Shoko YAMAHATA  Yoshikazu YAMAGUCHI  Atsunori OGAWA  Hirokazu MASATAKI  Osamu YOSHIOKA  Satoshi TAKAHASHI  

IEICE TRANSACTIONS on Information and Systems   Vol.E97-D   No.6   pp.1488-1496
Publication Date: 2014/06/01
Online ISSN: 1745-1361
DOI: 10.1587/transinf.E97.D.1488
Type of Manuscript: Special Section PAPER (Special Section on Advances in Modeling for Real-world Speech Information Processing and its Application)
Category: Speech Recognition
out-of-vocabulary,  vocabulary adaptation,  semantic similarity,  acoustic similarity,  

Full Text: PDF>>
Buy this Article

Recognition errors caused by out-of-vocabulary (OOV) words lead critical problems when developing spoken language understanding systems based on automatic speech recognition technology. And automatic vocabulary adaptation is an essential technique to solve these problems. In this paper, we propose a novel and effective automatic vocabulary adaptation method. Our method selects OOV words from relevant documents using combined scores of semantic and acoustic similarities. Using this combined score that reflects both semantic and acoustic aspects, only necessary OOV words can be selected without registering redundant words.

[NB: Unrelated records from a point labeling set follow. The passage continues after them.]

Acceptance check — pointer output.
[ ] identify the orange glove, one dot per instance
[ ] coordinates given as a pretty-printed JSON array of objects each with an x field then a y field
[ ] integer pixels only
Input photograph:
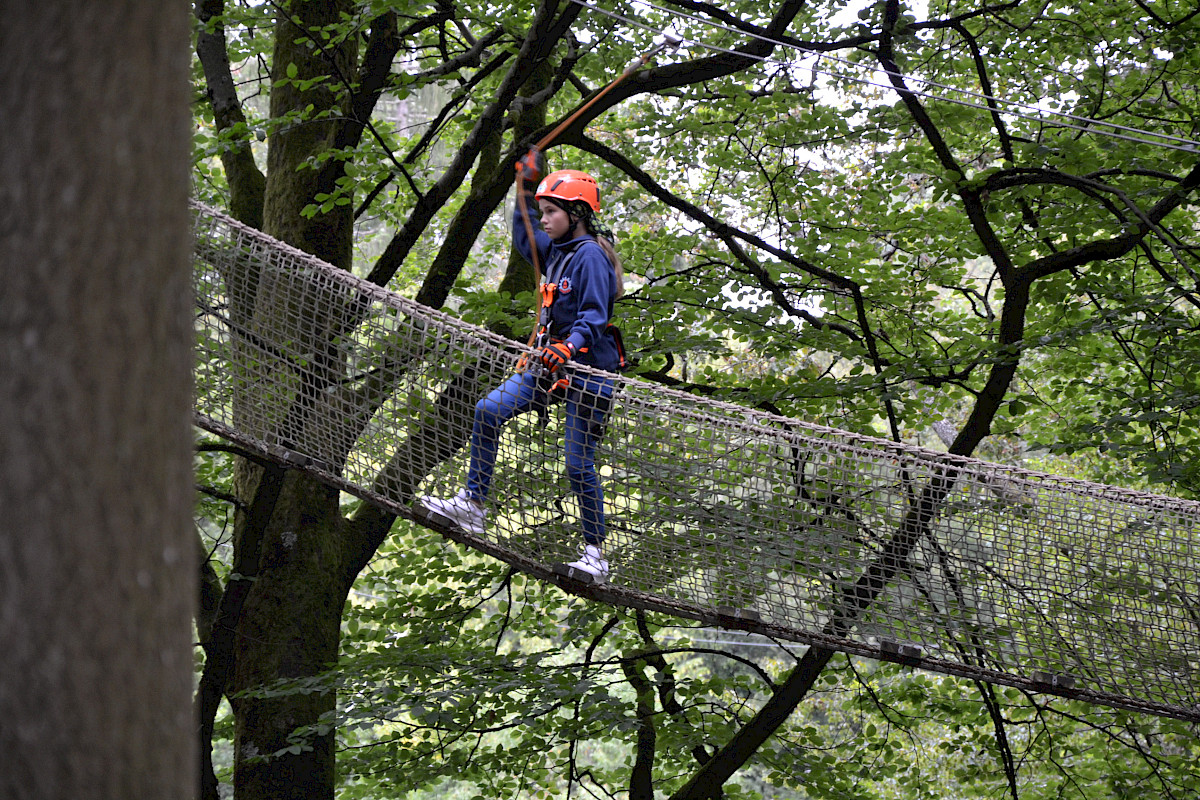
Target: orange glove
[
  {"x": 529, "y": 168},
  {"x": 556, "y": 355}
]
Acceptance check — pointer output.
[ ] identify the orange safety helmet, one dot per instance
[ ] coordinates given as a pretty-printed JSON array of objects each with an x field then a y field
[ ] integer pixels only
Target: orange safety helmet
[{"x": 570, "y": 185}]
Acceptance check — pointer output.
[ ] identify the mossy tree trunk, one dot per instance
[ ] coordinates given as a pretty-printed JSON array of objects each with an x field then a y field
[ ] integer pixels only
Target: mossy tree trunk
[{"x": 291, "y": 619}]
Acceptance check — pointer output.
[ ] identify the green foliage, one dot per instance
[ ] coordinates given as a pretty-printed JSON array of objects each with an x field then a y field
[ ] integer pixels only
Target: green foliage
[{"x": 793, "y": 239}]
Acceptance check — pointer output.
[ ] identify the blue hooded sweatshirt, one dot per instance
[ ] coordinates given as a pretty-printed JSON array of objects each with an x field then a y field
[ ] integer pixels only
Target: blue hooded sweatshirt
[{"x": 587, "y": 289}]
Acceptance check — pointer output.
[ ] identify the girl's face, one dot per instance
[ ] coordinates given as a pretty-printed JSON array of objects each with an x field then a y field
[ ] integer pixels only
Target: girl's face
[{"x": 556, "y": 222}]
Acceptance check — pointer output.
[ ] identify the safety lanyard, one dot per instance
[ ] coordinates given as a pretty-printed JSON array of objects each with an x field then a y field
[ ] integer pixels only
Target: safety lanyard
[{"x": 549, "y": 292}]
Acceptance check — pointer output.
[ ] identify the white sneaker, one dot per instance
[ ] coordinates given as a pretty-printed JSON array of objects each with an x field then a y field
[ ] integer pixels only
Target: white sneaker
[
  {"x": 592, "y": 561},
  {"x": 461, "y": 510}
]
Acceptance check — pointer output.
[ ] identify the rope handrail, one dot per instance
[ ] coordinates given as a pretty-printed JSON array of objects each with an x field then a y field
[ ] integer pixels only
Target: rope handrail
[{"x": 717, "y": 512}]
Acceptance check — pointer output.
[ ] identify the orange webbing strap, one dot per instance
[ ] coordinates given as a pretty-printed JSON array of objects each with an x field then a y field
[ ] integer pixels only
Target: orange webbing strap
[{"x": 671, "y": 41}]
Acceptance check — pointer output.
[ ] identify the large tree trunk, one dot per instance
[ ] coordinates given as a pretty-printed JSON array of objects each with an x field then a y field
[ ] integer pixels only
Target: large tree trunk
[
  {"x": 291, "y": 623},
  {"x": 97, "y": 576}
]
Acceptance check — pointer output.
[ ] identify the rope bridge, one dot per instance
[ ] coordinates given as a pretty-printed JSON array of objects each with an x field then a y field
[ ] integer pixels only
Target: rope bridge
[{"x": 715, "y": 512}]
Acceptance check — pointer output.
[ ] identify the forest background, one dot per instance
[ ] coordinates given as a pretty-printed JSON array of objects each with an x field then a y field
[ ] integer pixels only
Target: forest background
[{"x": 960, "y": 226}]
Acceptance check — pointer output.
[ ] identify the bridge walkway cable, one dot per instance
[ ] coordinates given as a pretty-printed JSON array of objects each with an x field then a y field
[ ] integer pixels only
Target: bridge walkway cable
[{"x": 717, "y": 512}]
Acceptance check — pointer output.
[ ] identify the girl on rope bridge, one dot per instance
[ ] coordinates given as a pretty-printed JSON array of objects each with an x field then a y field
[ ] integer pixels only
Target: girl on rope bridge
[{"x": 581, "y": 280}]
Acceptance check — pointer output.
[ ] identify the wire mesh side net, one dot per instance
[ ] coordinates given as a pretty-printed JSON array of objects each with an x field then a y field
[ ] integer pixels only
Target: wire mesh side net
[{"x": 714, "y": 511}]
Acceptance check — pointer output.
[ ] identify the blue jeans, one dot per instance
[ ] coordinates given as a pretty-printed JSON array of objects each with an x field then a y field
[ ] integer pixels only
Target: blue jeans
[{"x": 588, "y": 400}]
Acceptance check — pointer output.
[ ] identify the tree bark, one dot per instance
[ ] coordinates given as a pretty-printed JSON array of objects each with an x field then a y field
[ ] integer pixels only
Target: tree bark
[
  {"x": 289, "y": 621},
  {"x": 97, "y": 558}
]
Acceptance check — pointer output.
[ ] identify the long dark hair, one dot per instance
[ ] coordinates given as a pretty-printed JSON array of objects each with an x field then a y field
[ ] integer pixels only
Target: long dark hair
[{"x": 583, "y": 212}]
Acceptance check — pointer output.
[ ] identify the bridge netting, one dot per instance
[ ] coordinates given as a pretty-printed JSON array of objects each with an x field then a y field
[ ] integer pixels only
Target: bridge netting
[{"x": 717, "y": 512}]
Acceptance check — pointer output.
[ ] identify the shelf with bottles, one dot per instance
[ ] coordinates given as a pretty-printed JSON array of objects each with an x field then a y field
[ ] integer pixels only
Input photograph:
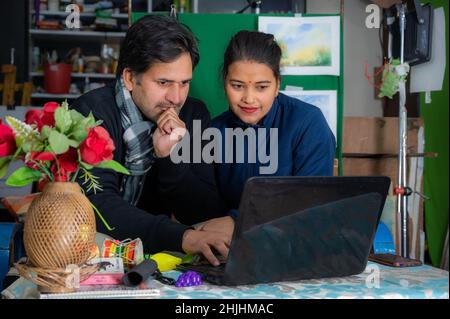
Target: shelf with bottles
[
  {"x": 50, "y": 96},
  {"x": 82, "y": 14},
  {"x": 53, "y": 17},
  {"x": 81, "y": 75},
  {"x": 75, "y": 33}
]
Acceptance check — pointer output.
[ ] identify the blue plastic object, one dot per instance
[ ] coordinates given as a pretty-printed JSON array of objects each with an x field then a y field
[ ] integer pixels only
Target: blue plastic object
[
  {"x": 10, "y": 239},
  {"x": 383, "y": 242}
]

In addition, our method estimates probabilities of OOV words using semantic similarity and a class-based N-gram language model. These probabilities will be appropriate since they are estimated by considering both frequencies of OOV words in target speech data and the stable class N-gram probabilities. Experimental results show that our method improves OOV selection accuracy and recognition accuracy of newly registered words in comparison with conventional methods.